Not the sewing machine itself but the knowledge of how to use it, the experiences with it and her and the lessons about creating something out of nothing, about repurposing, about being self-sufficient and most of all, about being of service. These were the gifts my mother shared when she had no money to share the gifts I asked for as a child. I didn’t know it at the time, of course, but these gifts informed my ways of being, crafted the mesh through which I experienced the world – every fiber teaching me that there is always a way, I just have to figure it out find a way somehow.
We lived moments of scarcity, times when there just was no money for clothes for us much less for my dolls, for extras, only for the bare necessities, food, a roof, thrift stores and food banks were our saviors. So when my aunts and uncles gifted me dolls and I wanted to buy them clothes, it was a fast and easy no. I just wanted what the other kids had, what I saw on our 11 inch black and white, what hung on the racks at the Sav-On across the street from the trailer park. Those cool suits and dresses and bathing suits for my Wonder Woman Barbie or my Brooke Shields Barbie or all my other working women Barbies and the life size dolls from when I was a toddler some which made it across the border with me in the trunk of a car. Instead, she would buy me a book every time I asked for clothes for my dolls because books were less expensive and she would always remind me we could make the clothes ourselves.

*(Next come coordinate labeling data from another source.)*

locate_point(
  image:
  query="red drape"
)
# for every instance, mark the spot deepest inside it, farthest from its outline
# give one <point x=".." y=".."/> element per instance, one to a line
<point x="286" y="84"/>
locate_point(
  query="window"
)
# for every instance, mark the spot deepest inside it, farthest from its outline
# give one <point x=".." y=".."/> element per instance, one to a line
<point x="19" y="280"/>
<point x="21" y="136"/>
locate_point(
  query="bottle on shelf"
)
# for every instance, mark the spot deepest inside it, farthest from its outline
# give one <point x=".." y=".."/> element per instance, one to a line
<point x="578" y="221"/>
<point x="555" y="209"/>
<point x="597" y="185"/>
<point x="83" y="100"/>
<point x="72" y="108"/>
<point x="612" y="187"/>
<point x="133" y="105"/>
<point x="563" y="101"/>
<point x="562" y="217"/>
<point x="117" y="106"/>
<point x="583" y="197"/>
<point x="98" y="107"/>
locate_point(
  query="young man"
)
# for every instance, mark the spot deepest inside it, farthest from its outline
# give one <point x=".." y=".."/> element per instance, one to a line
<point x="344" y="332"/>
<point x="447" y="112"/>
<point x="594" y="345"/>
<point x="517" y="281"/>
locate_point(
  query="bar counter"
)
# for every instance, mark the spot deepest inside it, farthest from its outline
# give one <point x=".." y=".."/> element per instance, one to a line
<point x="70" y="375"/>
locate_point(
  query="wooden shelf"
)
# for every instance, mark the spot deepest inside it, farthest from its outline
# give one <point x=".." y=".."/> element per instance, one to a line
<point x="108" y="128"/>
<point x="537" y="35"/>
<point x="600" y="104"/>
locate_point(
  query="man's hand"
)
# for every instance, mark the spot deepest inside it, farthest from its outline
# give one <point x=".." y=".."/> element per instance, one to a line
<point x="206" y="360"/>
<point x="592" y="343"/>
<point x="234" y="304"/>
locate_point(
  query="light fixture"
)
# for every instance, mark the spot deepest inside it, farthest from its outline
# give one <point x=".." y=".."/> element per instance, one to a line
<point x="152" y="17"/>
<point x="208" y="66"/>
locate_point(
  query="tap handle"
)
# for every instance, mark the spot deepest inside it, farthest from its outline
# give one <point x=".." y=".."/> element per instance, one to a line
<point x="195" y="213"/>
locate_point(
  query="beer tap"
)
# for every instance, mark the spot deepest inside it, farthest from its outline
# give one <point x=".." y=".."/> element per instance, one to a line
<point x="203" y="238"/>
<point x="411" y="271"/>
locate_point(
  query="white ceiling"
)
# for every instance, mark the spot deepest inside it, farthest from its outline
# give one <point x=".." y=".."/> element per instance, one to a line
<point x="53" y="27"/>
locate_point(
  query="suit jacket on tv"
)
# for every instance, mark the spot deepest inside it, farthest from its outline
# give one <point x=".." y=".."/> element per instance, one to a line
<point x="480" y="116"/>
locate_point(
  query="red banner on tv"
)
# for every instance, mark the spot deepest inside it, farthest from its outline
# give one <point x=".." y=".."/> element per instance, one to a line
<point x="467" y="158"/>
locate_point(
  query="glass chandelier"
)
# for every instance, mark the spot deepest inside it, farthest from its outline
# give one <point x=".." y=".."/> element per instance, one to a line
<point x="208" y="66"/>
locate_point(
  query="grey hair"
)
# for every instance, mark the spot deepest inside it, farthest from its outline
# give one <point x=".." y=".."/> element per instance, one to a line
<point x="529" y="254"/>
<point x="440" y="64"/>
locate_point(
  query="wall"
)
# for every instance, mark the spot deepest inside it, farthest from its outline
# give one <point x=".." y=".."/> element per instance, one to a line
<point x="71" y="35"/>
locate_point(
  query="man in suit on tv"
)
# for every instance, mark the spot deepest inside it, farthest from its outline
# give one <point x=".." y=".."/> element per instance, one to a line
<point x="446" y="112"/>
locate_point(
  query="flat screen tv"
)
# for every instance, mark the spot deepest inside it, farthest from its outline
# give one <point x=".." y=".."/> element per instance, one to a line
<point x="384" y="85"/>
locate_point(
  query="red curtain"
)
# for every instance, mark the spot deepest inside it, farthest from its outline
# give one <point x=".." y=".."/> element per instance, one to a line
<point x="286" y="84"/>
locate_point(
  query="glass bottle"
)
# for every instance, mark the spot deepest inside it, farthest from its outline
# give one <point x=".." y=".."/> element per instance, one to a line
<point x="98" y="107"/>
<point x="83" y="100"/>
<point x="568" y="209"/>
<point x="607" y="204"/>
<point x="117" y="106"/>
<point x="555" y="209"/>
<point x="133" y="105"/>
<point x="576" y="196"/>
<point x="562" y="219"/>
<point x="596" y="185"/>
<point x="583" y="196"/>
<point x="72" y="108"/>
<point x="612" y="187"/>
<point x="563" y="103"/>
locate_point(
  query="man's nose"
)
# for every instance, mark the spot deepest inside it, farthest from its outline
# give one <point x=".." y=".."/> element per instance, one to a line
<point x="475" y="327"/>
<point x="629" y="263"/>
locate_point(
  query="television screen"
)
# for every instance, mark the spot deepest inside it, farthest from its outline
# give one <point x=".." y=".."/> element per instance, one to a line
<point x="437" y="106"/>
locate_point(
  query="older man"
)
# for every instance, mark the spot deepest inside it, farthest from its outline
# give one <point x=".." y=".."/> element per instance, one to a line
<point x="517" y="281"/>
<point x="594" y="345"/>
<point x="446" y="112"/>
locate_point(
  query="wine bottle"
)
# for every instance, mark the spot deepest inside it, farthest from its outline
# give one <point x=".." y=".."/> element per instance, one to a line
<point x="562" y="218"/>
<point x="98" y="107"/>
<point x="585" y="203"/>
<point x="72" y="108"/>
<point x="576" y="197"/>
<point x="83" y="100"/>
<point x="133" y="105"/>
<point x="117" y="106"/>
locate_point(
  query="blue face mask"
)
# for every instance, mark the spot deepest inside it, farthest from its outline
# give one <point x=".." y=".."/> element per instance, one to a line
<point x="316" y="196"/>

And so we did. Sometimes we would crochet dresses, shorts, shirts for my dolls – for all my dolls and even for us. She frequently crocheted us clothes when she couldn’t buy us clothes and taught me how to do the same for my dolls when I could not buy clothes for them.

This is my favorite picture of us, of all of us, of my childhood in the U.S. because it says so so much. About the decade in which it was taken, the luxuries we had or didn’t have, but more importantly about the unity in our home – we were all together in our crochet garments – smiling faces with all the love we needed me and my dolls, one even has a hat my mom thought of everything. There we were making something where there was nothing. I wanted clothes for my dolls and I got them but I got so much more- that knowledge of how to crochet yes, but also that knowledge that money didn’t matter cuando te las ingenias- when you ingenious it.

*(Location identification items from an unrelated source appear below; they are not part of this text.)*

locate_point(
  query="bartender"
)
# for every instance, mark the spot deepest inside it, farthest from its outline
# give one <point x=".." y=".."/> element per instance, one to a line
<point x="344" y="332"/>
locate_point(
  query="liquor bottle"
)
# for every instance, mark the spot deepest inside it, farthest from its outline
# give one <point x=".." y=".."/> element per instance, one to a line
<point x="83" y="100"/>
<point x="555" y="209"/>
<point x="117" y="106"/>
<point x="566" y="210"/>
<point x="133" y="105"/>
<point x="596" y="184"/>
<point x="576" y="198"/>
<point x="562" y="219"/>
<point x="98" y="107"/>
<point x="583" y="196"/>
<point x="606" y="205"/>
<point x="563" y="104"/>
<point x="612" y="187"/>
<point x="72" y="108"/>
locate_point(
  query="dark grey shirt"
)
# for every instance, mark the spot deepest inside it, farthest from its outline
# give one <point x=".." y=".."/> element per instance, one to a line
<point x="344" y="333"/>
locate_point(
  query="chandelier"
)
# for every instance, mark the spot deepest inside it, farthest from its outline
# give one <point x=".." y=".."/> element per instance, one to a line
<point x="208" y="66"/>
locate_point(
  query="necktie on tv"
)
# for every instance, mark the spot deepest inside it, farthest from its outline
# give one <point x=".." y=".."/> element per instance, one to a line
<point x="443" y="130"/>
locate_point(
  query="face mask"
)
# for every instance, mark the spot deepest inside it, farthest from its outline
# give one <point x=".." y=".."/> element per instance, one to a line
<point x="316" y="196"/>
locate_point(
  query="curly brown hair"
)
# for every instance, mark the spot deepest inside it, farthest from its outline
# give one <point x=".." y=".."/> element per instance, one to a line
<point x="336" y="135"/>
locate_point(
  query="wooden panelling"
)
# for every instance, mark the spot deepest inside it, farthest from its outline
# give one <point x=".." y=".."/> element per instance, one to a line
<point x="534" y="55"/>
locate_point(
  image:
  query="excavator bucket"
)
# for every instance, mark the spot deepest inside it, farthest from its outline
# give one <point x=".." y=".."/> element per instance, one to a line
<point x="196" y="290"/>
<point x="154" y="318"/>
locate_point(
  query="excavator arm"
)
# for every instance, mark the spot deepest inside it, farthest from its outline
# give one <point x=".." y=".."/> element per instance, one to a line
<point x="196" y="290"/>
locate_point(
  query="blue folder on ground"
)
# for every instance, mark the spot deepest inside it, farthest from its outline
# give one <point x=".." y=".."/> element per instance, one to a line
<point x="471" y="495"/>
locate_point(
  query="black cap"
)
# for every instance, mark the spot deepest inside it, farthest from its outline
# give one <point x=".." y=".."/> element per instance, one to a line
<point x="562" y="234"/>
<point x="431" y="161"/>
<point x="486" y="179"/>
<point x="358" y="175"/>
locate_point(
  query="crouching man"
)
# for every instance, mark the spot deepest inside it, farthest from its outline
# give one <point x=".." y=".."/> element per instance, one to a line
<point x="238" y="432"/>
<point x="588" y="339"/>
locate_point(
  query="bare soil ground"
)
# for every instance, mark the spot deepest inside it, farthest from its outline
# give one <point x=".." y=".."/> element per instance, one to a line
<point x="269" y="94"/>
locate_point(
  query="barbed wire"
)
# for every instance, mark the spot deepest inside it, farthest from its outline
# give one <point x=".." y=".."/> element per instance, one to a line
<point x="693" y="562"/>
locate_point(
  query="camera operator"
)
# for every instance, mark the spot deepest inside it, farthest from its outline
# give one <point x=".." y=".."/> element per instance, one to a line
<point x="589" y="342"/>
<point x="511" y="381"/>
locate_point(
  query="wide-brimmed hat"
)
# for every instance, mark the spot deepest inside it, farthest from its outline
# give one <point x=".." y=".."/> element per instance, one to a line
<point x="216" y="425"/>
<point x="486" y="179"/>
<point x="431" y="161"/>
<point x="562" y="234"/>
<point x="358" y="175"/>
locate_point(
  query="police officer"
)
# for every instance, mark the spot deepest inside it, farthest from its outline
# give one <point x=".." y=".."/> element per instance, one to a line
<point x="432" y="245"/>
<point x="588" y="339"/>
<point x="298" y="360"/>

That was always her answer. We can make it ourselves – what a gift this became. My pants no longer fit? No problem, cut them into shorts and use the scraps to make dresses for your dolls. This is where the sewing machine came in. Denim scraps, pieces of discarded dresses, t-shirt sleeves, and my favorite, fancy curtains made fancy dresses. I quickly learned to sew. We made so many different styles that I had some to put in my Barbie store in them tiny hangers and spent hours playing by myself while she was at work. She worked as a Certified Nurse Assistant at a convalescent home like her mother before her, she was of service to others and taught me how to do the same- even if it was my dolls to start. Sewing, crocheting, needle point, I know it all and frequently did it for others – the live two leggeds not just my dolls. Now I say the same thing she once did, there’s a t-shirt that doesn’t sit right? No problem, bring out the sewing machine, make it what you want.
And now that her body is failing her that she feels like she’s not taking care of me, I want to send this, the gratitude for the gifts, into the ether the filaments of the universe, dark matter, dark energy, normal matter, all that envelops us, so that it may become part of her the way her gifts have become a part of me.